A nine-year-old girl who caught the fundraising bug early in life has been nominated for the Young Citizen award after helping raise over £76,000 for a children’s hospice.

Since her sister Molly died of a brain tumour in 2010, Isabella Field and her mum have worked hard to raise money for Haven House Children’s Hospice on High Road, Woodford Green, and have become some of the most successful fundraisers for the charity.

Molly was eight years old when she died and since then Isabella and her mum, Mel, of Darnley Road, Woodford Green, working under the banner Molly Field Productions, have raised thousands of pounds to fund care at the hospice which costs £3,835 a day.

Isabella said: “I feel proud of myself for it and now I feel like I can do something more as well.”

Over the past few years Isabella has helped her mum in every fundraiser by selling raffle tickets “because no one says no to her”.

That is if she isn’t performing in one of the shows that Molly Field Productions puts on to raise money for the hospice.

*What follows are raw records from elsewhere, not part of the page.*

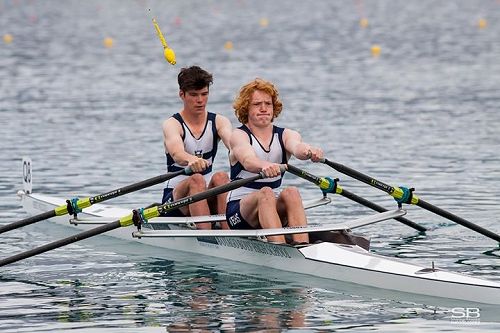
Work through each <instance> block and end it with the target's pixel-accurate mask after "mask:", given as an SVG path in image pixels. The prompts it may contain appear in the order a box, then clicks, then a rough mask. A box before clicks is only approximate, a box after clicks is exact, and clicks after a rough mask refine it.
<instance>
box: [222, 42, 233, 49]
mask: <svg viewBox="0 0 500 333" xmlns="http://www.w3.org/2000/svg"><path fill="white" fill-rule="evenodd" d="M224 48H225V49H226V50H228V51H231V50H232V49H233V42H231V41H230V40H229V41H227V42H225V43H224Z"/></svg>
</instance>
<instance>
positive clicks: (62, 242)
mask: <svg viewBox="0 0 500 333" xmlns="http://www.w3.org/2000/svg"><path fill="white" fill-rule="evenodd" d="M282 171H284V170H282ZM264 177H265V175H264V174H263V173H259V174H258V175H256V176H253V177H249V178H244V179H239V180H236V181H233V182H230V183H228V184H224V185H220V186H217V187H214V188H211V189H209V190H207V191H204V192H201V193H197V194H195V195H192V196H190V197H187V198H184V199H180V200H177V201H174V202H172V203H167V204H164V205H161V206H157V207H151V208H149V209H147V210H146V211H147V212H146V213H145V214H146V215H148V217H149V218H153V217H158V216H159V214H160V213H161V212H168V211H170V210H173V209H176V208H180V207H183V206H187V205H189V204H192V203H194V202H197V201H201V200H205V199H208V198H210V197H212V196H215V195H218V194H221V193H224V192H227V191H231V190H234V189H236V188H238V187H241V186H244V185H245V184H248V183H250V182H253V181H255V180H257V179H261V178H264ZM132 224H133V214H130V215H127V216H124V217H122V218H121V219H120V220H117V221H114V222H111V223H108V224H105V225H102V226H99V227H97V228H93V229H90V230H87V231H84V232H81V233H79V234H76V235H73V236H70V237H67V238H64V239H61V240H58V241H55V242H52V243H49V244H46V245H42V246H40V247H37V248H34V249H32V250H28V251H25V252H22V253H19V254H17V255H14V256H11V257H7V258H5V259H2V260H0V267H1V266H5V265H8V264H12V263H14V262H16V261H19V260H23V259H26V258H29V257H32V256H35V255H37V254H40V253H44V252H47V251H50V250H54V249H57V248H59V247H62V246H65V245H68V244H71V243H75V242H78V241H80V240H83V239H86V238H89V237H92V236H97V235H99V234H102V233H105V232H107V231H111V230H113V229H117V228H120V227H127V226H130V225H132Z"/></svg>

At just six years old Isabella organised her first solo charity fun day and raised over a thousand pounds through the event which included a bouncy castle, stalls and an Easter egg hunt.

Isabella delegated friends and family members to different roles to make the day happen, organised borrowing the bouncy castle from a school friend’s dad, conducted a raffle and did a speech on the day.

She wrote a handwritten letter to Kraft Foods, owners of Cadbury’s, explaining what she was doing and they donated hundreds of Easter eggs to the event meaning everyone went home with one.

Her mum, Mel, said: “She has more guts and tenacity than anyone.

“She is a very strong and very special little girl.”